# P's keep uprooting plants



## Handikapped (Nov 5, 2004)

ive got anachras and moneywarts in there and i bushel them together with a heavy lead wrap and bury they im the gravel....within an hour at least 1 or 2 plants are floating at the top. i left for new years and came back to all my plants on top of the water again!! how can i get them to stop doing this besides switchin to fake plants


----------



## mypiranhas (Dec 28, 2004)

I put plants in little clay pots. also makes it easy to clean cause you can move them around in the tank while you clean.


----------



## dan-uk (Oct 31, 2004)

Fake plants wont work either.I had these plants and my 2 reds always uprooted them and now my tank looks horrible and bare.You could try and lay rocks beside them so your fish cant uproot them as easily,but as you have live plants it might damage them.You cant stop this destructable behaviour unfortuantly they are just them type of fish.


----------



## Handikapped (Nov 5, 2004)

the fish dont dig in the gravel to get them out they run full speed into the plants like they are swimming through them and after a while the plants either break or just float up.....i was thinking of putting a thin layer of sponge under my plants, moving them to a diff tank and letting the roots grow into the sponge for stability and them put them under a pot or something think thatll work??


----------



## PacmanXSA (Nov 15, 2004)

Handikapped said:


> the fish dont dig in the gravel to get them out they run full speed into the plants like they are swimming through them and after a while the plants either break or just float up.....i was thinking of putting a thin layer of sponge under my plants, moving them to a diff tank and letting the roots grow into the sponge for stability and them put them under a pot or something think thatll work??
> [snapback]825301[/snapback]​


If the fish are just running into them casually and they are getting uprooted, I suggest you bury them a little deeper









I haven't had a problem with this as of yet...

Pac


----------



## Husky_Jim (May 26, 2003)

How deep is your gravel and what type is it?


----------



## Handikapped (Nov 5, 2004)

ive got about 1½ inches of black gravel. my fish seem to hate the plants one will rin into the cluster of anachras then the next will kinda like they are marking their territory or something like that (they are all at about 5-6" so i think their hitting maturity/puberty and being assholes)


----------



## piranhas in farmdale (Jan 3, 2004)

lol i would get some more gravel


----------



## BruceLee420 (Nov 19, 2004)

im sorry to laugh at someone elses misery :laugh: but godamn i cracked up when i saw this thread cuz i own three redbellies and ive never even attempted live plats because mine literally tackle and try and eat even the fakes one i find little bites out of the fake plants all the time and ive also seen them just tackle the plant with their side for no apparent reason i would say use fake plants but its up to you


----------



## Gumby (Aug 13, 2004)

That's strange, what kind of piranhas? I've got 5 red bellies and 4 caribes in a live plant tank. In some places my gravel is about 4 inches thick, others it's no more than an inch.

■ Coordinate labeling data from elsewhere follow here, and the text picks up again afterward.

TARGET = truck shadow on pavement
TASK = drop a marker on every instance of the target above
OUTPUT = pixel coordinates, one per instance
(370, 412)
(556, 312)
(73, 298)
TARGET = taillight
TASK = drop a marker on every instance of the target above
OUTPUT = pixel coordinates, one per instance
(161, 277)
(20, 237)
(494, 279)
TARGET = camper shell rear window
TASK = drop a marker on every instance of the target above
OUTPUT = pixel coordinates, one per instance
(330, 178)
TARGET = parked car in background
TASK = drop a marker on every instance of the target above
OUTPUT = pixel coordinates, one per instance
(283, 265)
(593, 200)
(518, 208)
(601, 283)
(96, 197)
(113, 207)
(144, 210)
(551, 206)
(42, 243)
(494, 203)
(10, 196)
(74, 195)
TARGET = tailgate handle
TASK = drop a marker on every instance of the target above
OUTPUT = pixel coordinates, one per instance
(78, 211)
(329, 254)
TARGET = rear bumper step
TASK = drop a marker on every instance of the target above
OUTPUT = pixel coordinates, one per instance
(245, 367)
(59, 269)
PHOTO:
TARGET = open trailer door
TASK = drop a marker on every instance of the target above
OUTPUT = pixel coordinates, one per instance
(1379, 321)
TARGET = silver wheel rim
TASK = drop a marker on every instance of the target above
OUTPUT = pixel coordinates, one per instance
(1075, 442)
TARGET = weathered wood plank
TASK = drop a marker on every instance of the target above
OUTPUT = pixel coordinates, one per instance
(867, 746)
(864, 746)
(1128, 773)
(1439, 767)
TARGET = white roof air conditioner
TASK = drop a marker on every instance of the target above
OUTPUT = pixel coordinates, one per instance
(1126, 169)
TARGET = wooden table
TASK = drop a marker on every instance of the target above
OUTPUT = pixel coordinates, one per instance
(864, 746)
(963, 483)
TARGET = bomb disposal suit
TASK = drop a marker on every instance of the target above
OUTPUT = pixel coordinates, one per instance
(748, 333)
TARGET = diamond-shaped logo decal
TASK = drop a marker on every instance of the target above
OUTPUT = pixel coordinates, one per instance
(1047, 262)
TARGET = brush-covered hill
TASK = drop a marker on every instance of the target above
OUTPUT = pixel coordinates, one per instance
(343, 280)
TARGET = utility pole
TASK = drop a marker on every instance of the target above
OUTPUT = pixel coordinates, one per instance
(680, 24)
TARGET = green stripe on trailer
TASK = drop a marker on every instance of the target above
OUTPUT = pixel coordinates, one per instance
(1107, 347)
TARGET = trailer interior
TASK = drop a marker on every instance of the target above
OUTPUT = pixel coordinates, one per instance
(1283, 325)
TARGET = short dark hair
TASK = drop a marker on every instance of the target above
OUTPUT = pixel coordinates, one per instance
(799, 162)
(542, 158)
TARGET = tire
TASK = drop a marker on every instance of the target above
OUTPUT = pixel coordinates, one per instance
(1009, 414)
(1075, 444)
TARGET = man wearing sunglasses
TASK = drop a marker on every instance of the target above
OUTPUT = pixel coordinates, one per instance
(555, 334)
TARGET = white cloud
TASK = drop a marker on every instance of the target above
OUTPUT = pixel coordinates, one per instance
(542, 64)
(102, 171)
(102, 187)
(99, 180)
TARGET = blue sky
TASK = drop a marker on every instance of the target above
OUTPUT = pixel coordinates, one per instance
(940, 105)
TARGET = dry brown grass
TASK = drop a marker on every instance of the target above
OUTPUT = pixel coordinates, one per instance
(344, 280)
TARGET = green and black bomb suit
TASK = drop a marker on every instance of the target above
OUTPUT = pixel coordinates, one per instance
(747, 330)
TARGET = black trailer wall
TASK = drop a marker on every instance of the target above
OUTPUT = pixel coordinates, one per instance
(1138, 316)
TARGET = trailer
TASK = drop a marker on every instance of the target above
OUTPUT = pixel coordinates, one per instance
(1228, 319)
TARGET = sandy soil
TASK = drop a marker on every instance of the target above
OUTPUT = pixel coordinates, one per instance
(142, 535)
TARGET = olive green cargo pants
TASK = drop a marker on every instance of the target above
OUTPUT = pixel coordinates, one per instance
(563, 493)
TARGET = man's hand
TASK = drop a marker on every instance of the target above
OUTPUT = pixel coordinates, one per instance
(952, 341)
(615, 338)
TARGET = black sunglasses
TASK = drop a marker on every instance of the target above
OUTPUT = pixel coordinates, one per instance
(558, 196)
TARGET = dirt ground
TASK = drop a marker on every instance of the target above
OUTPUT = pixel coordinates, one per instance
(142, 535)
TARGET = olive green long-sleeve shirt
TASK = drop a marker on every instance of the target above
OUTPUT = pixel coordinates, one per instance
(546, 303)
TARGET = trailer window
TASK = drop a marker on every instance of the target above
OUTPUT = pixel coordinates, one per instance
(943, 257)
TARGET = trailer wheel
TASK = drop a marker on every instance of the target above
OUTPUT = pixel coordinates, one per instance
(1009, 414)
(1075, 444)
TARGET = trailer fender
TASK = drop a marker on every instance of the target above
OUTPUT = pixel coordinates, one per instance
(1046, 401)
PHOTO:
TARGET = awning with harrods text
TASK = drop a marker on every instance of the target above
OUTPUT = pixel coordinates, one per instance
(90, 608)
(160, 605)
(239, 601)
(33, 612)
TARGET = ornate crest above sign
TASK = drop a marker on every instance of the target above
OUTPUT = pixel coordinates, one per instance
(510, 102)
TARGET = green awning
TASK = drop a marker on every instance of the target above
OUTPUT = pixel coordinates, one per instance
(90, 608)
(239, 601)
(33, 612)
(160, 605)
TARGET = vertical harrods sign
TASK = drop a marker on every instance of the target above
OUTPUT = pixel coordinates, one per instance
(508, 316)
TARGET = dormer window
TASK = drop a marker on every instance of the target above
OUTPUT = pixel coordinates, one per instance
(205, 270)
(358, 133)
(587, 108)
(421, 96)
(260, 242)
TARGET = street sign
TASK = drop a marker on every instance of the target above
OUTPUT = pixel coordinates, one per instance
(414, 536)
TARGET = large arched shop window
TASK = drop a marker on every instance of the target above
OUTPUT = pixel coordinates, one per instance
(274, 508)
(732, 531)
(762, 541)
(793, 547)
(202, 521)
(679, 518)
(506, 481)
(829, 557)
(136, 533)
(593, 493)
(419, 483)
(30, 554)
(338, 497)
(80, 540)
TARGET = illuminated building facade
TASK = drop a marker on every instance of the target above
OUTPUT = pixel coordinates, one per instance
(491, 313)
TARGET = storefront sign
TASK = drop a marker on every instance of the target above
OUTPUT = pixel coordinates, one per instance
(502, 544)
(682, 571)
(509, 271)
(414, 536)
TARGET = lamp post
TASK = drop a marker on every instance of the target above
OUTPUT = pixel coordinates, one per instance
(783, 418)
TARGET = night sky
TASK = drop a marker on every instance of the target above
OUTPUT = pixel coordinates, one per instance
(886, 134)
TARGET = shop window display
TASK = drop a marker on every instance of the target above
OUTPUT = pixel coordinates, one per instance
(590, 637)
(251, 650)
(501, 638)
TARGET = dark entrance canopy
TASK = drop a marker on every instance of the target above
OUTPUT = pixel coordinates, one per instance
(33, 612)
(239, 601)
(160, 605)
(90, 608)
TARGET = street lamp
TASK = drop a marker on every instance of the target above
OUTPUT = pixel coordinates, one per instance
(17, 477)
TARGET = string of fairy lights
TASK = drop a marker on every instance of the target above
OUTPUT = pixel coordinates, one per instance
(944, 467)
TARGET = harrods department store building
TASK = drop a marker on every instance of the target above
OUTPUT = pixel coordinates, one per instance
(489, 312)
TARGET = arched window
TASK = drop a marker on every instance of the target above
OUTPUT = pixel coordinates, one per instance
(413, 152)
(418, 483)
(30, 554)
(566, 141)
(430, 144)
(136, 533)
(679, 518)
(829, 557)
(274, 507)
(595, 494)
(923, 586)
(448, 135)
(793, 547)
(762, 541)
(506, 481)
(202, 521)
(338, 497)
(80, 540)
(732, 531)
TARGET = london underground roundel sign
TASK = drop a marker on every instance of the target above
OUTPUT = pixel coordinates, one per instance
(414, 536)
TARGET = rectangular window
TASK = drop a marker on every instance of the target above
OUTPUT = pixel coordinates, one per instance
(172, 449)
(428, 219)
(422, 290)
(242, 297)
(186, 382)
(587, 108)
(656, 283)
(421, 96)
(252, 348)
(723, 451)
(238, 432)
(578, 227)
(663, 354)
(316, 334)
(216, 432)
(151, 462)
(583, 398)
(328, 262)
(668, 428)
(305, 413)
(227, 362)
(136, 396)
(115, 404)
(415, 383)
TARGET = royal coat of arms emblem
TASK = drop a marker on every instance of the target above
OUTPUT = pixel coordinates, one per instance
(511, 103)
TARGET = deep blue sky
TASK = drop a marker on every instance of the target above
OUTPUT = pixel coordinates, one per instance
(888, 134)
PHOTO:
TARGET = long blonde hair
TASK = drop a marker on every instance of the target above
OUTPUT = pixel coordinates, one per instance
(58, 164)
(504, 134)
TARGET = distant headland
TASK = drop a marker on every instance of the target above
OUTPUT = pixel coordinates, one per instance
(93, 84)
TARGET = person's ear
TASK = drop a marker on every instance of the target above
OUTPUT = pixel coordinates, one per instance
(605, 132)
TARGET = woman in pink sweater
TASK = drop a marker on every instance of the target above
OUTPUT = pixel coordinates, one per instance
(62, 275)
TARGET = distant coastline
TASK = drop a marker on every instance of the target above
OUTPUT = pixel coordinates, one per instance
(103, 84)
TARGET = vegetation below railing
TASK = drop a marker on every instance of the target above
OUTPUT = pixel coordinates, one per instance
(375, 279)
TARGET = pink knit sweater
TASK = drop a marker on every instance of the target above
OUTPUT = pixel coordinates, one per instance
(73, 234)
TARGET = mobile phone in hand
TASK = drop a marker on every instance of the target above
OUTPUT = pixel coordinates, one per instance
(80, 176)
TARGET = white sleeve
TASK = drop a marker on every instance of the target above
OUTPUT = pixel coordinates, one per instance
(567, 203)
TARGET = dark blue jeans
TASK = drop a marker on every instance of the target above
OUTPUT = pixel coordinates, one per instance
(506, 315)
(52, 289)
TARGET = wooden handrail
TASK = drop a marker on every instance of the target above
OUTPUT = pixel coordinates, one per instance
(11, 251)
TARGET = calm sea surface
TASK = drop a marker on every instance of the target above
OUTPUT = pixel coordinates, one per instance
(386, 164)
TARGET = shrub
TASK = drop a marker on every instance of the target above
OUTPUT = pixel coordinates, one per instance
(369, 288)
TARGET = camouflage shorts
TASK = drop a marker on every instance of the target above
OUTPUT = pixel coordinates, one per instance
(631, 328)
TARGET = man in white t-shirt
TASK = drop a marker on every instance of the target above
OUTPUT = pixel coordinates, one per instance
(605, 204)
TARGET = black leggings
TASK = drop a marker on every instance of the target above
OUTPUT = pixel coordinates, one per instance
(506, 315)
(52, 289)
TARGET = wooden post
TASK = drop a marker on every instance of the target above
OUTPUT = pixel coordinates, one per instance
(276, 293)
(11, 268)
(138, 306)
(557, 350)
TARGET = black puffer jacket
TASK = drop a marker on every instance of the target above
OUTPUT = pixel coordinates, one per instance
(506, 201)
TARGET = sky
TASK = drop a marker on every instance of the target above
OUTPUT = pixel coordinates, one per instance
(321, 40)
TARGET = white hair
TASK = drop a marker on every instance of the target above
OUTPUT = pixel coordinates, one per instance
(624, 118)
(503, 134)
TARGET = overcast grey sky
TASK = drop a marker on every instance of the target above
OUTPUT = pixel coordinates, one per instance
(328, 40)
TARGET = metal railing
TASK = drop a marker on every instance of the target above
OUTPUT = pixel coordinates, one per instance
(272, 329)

I've never had a problem with live plants being uprooted but I do have a problem with my piranhas(maybe plecos?) shredding my Wisteria up at night and clogging up the fish guard on my overflow.

Try getting already rooted plants and planting the roots deeper.


----------



## Judazzz (Jan 13, 2003)

The easiest method: stop freaking them out









A more realistic method is more gravel: 1,5" of gravel isn't that much for plants to anchor themselves firmly, especially plants with long roots.After more than 2,5 years, my reds still uproot plants from time to time, but after adding an additional inch to an inch and a half of gravel, things got much better.
Also, you could try covering the roots/plant base with drift wood or rocks, or planting them in area's that are hard to reach for your fish.


----------